With that generous spirit to keep her going, Copeland has said that she intends to keep working with the poor and homeless for the rest of her life, health permitting.
“That’s what I do all day long,” she told the online journal MinnPost. “I never look at the crowd, I look at the person in front of me, and I let God take care of the rest.”
Gerald and Barbara Krosnowski restoring starving children
Gerald Krosnowski and his wife, Barbara, started their lay missionary work in 1968 by serving the homeless population of Detroit. They continued their charitable work after a move to Minnesota, partnering with various domestic and foreign mission organizations.
In 2006, Krosnowski – a member of Mary, Mother of the Church Parish in Burnsville — made a mission trip to the Philippines and witnessed the extreme poverty suffered by many orphans and families there.
It was an “eye-opening” experience, Gerald recalled. “I saw terrible suffering in so many places: mountain villages, swamp villages, garbage dump villages. The poor children living there don’t just die, they suffer painfully for a decade or more first and then they die. It was heart-wrenching, and the need was so overwhelming.”
At a hosted dinner on the final full day of his visit, Krosnowski asked the local bishop if any U.S. charities had provided any assistance to the starving children over the previous five years. “No, Jerry,” came the bishop’s answer, “but we’ve been praying for someone like you to come.”
That was his defining moment.
“I realized then that I was being called to try,” Krosnowski said. “I knew in my heart that I had to create a charity to save the starving children. Risen Savior Missions was born, because so many lives were at stake.”
Since that time, the Krosnowski family and Risen Savior Missions have been delivering food and assistance to the desperately impoverished of the Philippines and other countries. Raising funds throughout the year, particularly through an annual Gala each October, they ship meals provided by Feed the Starving Children to thousands of feeding centers overseas.
The initiative not only provides food for the needy, but it partners with others to teach the poor about hygiene sanitation, farming, nutrition, manufacturing, and microfinance, Krosnowski explained. It also provides health care services and faith formation.
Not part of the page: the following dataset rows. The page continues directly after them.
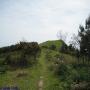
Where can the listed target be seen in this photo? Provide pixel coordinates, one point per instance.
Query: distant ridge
(47, 44)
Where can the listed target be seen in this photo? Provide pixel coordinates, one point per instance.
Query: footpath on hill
(47, 81)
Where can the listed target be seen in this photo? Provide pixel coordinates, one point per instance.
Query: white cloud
(40, 20)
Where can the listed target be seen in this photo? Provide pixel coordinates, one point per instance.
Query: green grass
(30, 81)
(32, 78)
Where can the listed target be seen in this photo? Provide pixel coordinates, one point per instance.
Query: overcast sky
(40, 20)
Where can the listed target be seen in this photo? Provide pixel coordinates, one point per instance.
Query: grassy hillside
(49, 70)
(48, 44)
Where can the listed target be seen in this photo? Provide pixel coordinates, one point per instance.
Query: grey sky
(40, 20)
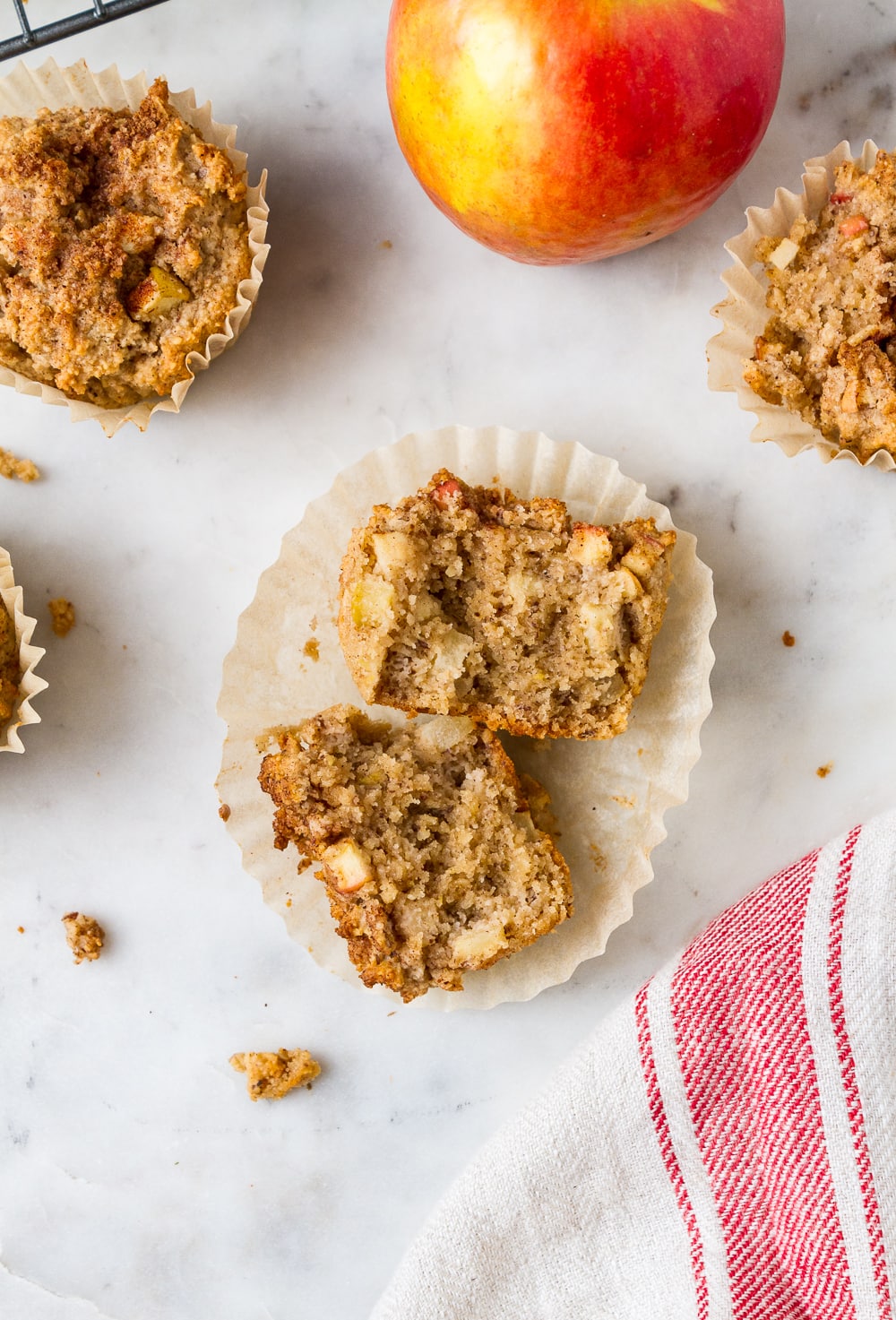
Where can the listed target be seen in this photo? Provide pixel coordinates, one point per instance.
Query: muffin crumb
(427, 848)
(829, 349)
(84, 935)
(17, 469)
(62, 616)
(271, 1076)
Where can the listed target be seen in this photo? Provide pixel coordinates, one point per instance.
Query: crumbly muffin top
(123, 239)
(829, 349)
(10, 666)
(469, 600)
(427, 848)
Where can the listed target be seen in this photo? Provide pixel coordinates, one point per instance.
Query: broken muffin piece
(271, 1076)
(468, 600)
(123, 240)
(829, 349)
(430, 857)
(84, 935)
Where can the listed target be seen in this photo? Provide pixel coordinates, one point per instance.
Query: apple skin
(558, 131)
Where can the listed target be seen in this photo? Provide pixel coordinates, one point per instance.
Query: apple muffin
(829, 349)
(273, 1074)
(432, 861)
(123, 240)
(10, 667)
(468, 600)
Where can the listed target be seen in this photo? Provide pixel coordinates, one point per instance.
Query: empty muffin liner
(608, 798)
(30, 683)
(745, 313)
(25, 91)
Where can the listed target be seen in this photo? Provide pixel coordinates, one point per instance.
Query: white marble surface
(136, 1180)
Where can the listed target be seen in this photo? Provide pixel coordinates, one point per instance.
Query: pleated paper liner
(608, 798)
(30, 684)
(25, 91)
(745, 313)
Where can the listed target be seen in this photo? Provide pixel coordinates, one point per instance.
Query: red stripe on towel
(750, 1076)
(850, 1083)
(668, 1152)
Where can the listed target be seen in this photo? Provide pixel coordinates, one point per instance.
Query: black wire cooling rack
(102, 11)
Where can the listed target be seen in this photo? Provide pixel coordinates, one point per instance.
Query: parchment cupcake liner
(30, 683)
(25, 91)
(745, 315)
(608, 798)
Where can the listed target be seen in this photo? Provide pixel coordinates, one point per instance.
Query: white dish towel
(723, 1147)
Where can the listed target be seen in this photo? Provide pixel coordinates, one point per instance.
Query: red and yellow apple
(565, 131)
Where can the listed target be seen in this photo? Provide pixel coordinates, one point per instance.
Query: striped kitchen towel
(723, 1146)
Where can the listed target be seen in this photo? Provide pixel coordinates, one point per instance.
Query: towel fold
(722, 1146)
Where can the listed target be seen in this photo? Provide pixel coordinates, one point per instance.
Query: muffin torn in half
(829, 349)
(430, 857)
(468, 600)
(123, 242)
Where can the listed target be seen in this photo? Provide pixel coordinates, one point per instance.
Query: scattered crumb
(598, 859)
(62, 614)
(17, 469)
(271, 1076)
(84, 936)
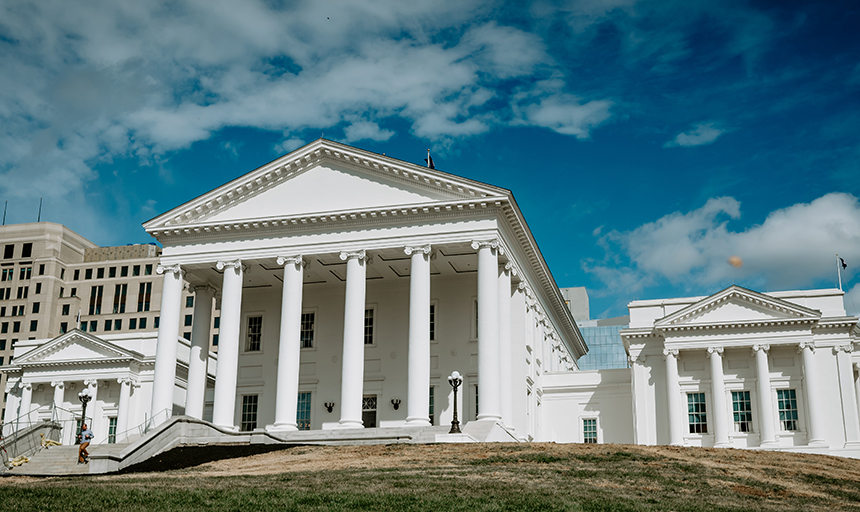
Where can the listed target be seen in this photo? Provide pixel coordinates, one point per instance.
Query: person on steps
(85, 436)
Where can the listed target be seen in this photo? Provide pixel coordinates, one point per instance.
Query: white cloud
(700, 135)
(794, 247)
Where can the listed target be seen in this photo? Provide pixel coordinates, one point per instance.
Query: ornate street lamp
(85, 397)
(455, 380)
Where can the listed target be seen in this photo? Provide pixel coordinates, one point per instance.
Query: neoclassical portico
(404, 250)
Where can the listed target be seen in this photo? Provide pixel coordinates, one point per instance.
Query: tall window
(432, 322)
(589, 430)
(255, 334)
(696, 413)
(742, 410)
(144, 296)
(111, 430)
(303, 411)
(368, 326)
(249, 413)
(432, 411)
(368, 411)
(96, 293)
(787, 400)
(119, 296)
(307, 333)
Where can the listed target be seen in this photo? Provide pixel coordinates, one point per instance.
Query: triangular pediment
(76, 346)
(736, 305)
(319, 178)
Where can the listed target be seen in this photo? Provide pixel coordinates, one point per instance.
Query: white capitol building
(350, 285)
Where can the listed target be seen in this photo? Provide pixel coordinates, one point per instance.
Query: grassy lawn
(464, 477)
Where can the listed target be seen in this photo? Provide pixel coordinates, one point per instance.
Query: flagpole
(839, 271)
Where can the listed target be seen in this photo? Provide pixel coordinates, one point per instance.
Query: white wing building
(351, 285)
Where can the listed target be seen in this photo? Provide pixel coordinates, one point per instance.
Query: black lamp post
(85, 397)
(455, 380)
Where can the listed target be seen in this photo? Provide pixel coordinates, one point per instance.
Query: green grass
(493, 478)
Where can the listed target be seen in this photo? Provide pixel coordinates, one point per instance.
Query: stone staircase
(61, 460)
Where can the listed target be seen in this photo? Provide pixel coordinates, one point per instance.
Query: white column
(352, 376)
(849, 400)
(812, 387)
(857, 384)
(718, 394)
(26, 403)
(59, 400)
(164, 379)
(418, 365)
(122, 409)
(199, 356)
(673, 397)
(289, 345)
(505, 349)
(223, 412)
(766, 416)
(489, 399)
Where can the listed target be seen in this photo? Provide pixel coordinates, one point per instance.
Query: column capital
(203, 288)
(361, 255)
(237, 264)
(844, 347)
(764, 347)
(409, 249)
(293, 260)
(806, 344)
(493, 244)
(175, 269)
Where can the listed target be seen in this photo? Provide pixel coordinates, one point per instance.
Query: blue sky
(646, 142)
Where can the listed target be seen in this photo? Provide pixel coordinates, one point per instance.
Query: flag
(429, 160)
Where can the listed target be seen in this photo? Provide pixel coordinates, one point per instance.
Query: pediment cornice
(786, 313)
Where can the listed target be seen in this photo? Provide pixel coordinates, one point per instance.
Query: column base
(282, 427)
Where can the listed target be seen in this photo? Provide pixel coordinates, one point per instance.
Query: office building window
(742, 411)
(696, 413)
(307, 332)
(111, 430)
(96, 293)
(120, 294)
(303, 411)
(144, 297)
(255, 334)
(787, 405)
(249, 413)
(589, 430)
(368, 326)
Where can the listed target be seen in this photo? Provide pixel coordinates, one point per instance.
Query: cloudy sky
(646, 142)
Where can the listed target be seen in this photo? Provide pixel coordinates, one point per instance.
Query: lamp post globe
(455, 380)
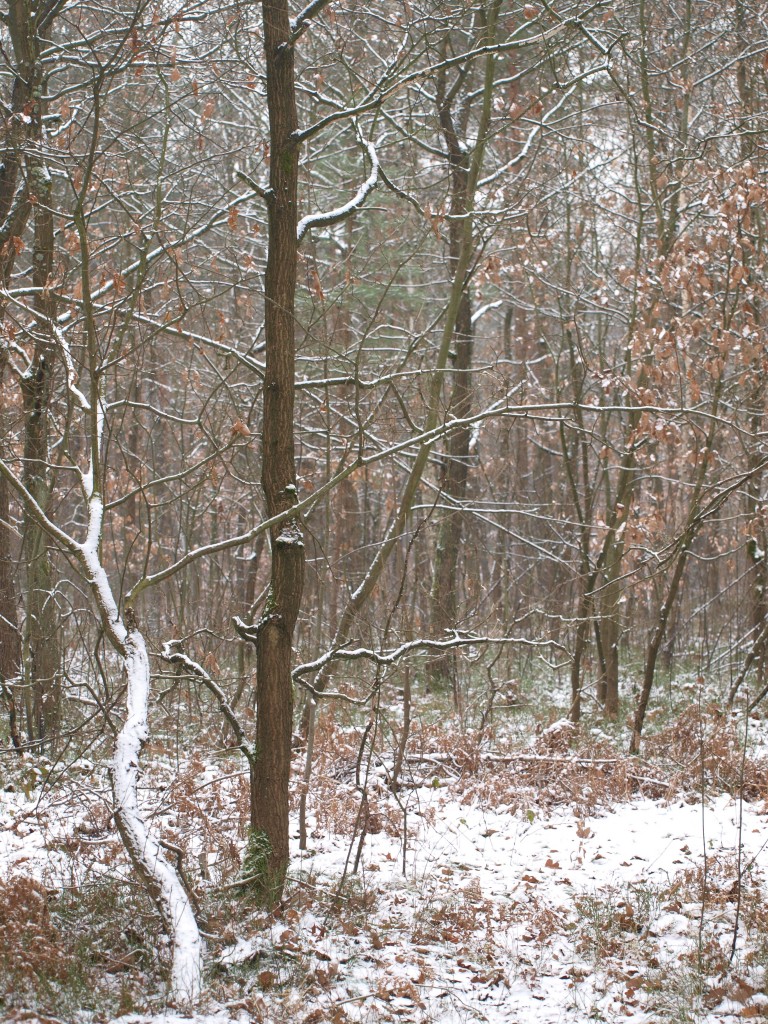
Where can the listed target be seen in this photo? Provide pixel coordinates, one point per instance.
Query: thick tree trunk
(270, 776)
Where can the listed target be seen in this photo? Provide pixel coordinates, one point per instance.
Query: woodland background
(398, 351)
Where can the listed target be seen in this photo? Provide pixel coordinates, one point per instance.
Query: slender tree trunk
(271, 771)
(41, 639)
(443, 596)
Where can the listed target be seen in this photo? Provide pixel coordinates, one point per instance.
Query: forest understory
(526, 870)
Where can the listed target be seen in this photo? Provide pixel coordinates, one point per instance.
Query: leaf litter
(560, 882)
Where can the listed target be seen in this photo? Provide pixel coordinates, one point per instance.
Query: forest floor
(551, 879)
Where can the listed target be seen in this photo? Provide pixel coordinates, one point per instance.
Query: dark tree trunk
(270, 776)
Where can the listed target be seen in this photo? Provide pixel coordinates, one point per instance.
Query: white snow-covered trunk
(144, 850)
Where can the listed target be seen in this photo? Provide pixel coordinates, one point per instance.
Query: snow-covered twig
(341, 212)
(174, 655)
(391, 656)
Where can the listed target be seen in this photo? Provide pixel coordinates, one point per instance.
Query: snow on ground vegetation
(555, 881)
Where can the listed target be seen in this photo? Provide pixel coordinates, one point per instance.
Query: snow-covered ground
(478, 896)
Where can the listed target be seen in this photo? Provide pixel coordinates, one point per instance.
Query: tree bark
(271, 770)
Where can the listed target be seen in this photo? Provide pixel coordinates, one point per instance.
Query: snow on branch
(455, 639)
(341, 212)
(300, 24)
(174, 655)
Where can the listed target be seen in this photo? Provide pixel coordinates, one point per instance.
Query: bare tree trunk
(41, 640)
(443, 596)
(271, 771)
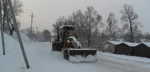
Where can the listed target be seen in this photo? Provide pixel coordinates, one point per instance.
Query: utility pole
(31, 25)
(2, 30)
(18, 34)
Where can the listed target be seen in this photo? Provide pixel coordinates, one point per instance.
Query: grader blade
(82, 55)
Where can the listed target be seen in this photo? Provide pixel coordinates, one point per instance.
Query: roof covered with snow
(131, 44)
(114, 42)
(127, 43)
(146, 43)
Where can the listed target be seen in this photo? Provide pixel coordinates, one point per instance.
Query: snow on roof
(131, 44)
(115, 42)
(146, 43)
(127, 43)
(67, 26)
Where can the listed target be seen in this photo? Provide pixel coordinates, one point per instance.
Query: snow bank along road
(42, 59)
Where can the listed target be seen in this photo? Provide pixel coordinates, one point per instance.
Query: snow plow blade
(82, 55)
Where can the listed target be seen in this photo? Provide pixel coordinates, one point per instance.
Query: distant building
(110, 46)
(118, 47)
(127, 48)
(143, 49)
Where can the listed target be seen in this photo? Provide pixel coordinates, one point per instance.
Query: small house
(143, 49)
(126, 48)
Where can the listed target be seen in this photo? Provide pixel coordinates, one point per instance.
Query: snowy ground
(42, 59)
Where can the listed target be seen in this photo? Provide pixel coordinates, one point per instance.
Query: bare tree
(112, 26)
(93, 19)
(129, 18)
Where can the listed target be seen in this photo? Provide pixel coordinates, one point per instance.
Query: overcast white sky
(48, 11)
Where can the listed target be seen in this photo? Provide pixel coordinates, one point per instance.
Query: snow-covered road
(42, 59)
(54, 60)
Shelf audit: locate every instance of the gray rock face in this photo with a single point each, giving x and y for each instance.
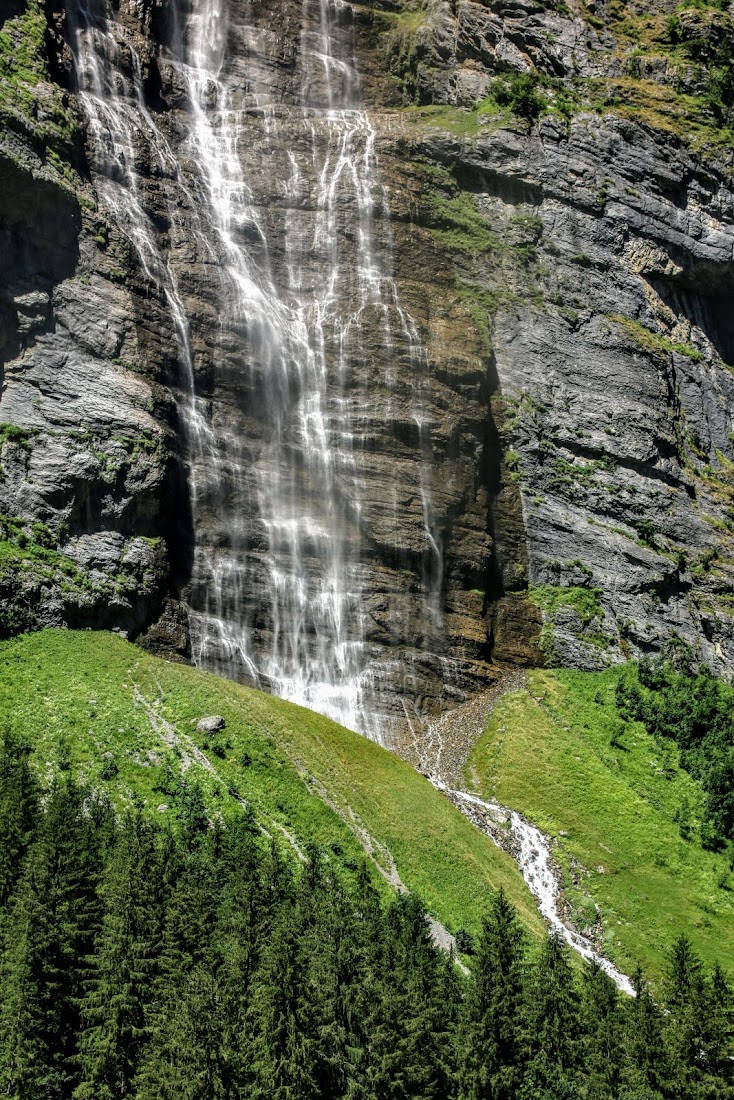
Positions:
(537, 395)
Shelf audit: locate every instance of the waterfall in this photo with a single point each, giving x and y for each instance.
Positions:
(303, 297)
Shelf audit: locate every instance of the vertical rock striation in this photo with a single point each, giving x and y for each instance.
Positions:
(326, 369)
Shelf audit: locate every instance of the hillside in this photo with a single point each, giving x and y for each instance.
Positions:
(624, 815)
(123, 719)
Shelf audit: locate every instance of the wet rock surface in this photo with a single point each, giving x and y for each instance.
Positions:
(568, 417)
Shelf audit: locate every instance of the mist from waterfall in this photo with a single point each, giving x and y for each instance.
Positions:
(277, 590)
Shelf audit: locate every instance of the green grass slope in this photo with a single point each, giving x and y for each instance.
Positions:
(127, 721)
(613, 799)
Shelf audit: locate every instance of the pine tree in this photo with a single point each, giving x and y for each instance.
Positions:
(183, 1057)
(19, 810)
(603, 1038)
(53, 923)
(492, 1032)
(646, 1065)
(554, 1025)
(114, 1002)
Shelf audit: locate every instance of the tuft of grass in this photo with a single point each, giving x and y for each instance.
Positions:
(611, 796)
(653, 342)
(94, 694)
(549, 597)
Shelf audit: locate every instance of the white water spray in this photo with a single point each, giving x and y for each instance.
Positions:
(536, 864)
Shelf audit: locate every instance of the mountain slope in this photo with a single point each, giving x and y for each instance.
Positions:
(128, 721)
(617, 804)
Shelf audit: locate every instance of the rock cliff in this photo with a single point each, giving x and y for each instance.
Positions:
(360, 352)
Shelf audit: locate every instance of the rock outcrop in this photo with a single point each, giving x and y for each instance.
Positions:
(526, 336)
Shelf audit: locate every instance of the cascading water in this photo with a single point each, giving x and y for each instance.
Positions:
(305, 297)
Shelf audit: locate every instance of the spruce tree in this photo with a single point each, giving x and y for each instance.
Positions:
(492, 1026)
(114, 1004)
(603, 1038)
(646, 1066)
(554, 1025)
(53, 922)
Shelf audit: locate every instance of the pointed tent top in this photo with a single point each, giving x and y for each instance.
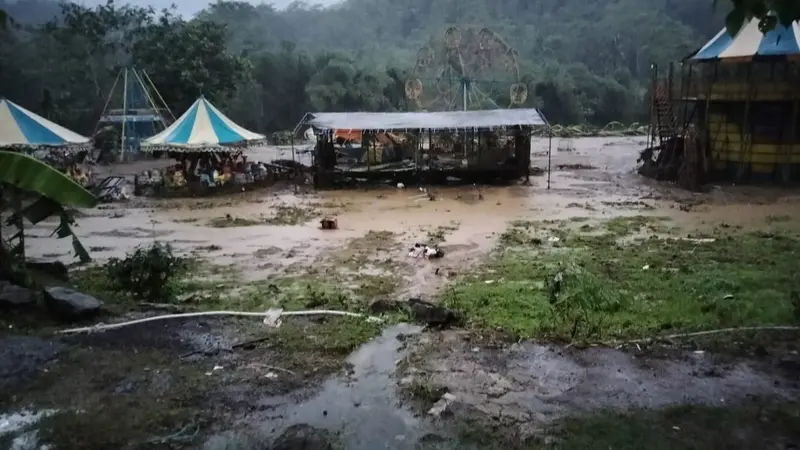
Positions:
(750, 43)
(202, 127)
(21, 128)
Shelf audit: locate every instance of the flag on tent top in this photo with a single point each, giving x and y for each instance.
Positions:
(202, 127)
(750, 43)
(24, 129)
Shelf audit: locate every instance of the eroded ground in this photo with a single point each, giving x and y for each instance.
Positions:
(560, 289)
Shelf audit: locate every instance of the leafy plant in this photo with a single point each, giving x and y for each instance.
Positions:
(54, 192)
(580, 301)
(149, 273)
(769, 13)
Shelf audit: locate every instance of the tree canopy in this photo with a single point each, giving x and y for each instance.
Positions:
(769, 13)
(581, 62)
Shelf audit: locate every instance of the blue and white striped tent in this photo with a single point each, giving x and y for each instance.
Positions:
(202, 127)
(750, 43)
(20, 128)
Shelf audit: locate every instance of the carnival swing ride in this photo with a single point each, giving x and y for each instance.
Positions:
(466, 69)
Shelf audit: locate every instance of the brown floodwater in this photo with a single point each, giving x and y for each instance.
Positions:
(594, 178)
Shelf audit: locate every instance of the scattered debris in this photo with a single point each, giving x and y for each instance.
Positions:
(70, 305)
(441, 406)
(329, 223)
(13, 296)
(426, 251)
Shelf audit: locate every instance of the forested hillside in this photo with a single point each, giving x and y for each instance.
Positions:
(583, 62)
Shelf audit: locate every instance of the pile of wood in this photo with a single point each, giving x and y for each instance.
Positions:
(681, 159)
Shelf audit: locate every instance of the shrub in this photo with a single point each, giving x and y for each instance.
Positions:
(149, 273)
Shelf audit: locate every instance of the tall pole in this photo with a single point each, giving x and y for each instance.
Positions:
(465, 86)
(124, 115)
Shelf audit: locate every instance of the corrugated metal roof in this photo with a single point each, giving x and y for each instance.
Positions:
(494, 118)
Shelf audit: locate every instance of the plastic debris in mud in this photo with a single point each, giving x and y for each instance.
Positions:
(426, 251)
(273, 318)
(441, 406)
(329, 223)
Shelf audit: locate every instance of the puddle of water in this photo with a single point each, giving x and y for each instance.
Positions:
(18, 425)
(364, 410)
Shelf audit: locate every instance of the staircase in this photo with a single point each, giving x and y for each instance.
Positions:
(666, 123)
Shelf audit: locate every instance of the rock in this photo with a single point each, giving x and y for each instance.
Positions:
(303, 437)
(55, 269)
(383, 306)
(432, 315)
(68, 304)
(13, 296)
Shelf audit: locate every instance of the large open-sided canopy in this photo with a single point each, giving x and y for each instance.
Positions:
(446, 120)
(750, 43)
(202, 128)
(23, 129)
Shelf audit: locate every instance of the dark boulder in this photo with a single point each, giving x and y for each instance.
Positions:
(13, 296)
(433, 315)
(304, 437)
(69, 305)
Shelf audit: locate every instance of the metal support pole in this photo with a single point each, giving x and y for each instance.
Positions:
(549, 153)
(124, 116)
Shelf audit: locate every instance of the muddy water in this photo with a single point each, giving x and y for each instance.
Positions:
(595, 178)
(533, 385)
(362, 408)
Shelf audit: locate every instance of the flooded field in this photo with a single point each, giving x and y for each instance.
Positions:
(639, 258)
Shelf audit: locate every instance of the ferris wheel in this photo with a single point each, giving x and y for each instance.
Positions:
(466, 69)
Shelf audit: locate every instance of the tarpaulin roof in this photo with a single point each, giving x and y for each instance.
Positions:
(22, 128)
(750, 43)
(494, 118)
(202, 127)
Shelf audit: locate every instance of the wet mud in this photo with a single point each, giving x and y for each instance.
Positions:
(530, 386)
(271, 233)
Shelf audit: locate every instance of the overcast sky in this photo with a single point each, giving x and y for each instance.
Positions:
(189, 7)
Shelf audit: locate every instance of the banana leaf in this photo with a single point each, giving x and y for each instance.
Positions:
(57, 193)
(30, 174)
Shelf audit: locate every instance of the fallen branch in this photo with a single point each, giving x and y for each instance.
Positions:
(710, 332)
(274, 314)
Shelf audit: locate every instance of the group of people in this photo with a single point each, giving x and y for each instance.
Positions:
(209, 169)
(79, 175)
(230, 169)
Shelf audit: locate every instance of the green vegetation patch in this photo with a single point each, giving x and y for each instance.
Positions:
(607, 285)
(688, 427)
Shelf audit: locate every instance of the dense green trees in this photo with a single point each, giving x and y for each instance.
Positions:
(582, 62)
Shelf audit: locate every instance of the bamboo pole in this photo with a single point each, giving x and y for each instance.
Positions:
(124, 116)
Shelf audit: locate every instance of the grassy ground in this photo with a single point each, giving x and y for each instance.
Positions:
(630, 277)
(346, 280)
(679, 428)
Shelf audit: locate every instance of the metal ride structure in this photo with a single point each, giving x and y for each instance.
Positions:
(466, 69)
(136, 108)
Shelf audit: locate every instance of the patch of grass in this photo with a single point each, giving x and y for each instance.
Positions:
(622, 226)
(593, 287)
(676, 428)
(440, 233)
(291, 215)
(685, 428)
(230, 222)
(778, 219)
(117, 399)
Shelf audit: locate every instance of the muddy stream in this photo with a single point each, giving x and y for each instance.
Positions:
(527, 384)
Staffed entirely by volunteers — including the Krosnowskis’ daughter, Pam Germ — RSM has provided more than 100 million meals to starving children since 2006.
“This was accomplished by the grace of God, our fantastic volunteers and partners, and the amazing people, donors, and organizations who support Risen Savior Missions,” Krosnowski said.
Gerald and Barbara are both 78 now but show no signs of slowing down. They say they are committed to keep delivering meals, as Barbara says, “until we fall over.”
Gerald would agree because the task is too important.
“As lay missionaries, somehow with our hands and feet we bring the gift of God’s personal love for them and his life-changing, inspiring, heavenly hope,” he said.
GERALD KORSON is a Legatus magazine editorial consultant.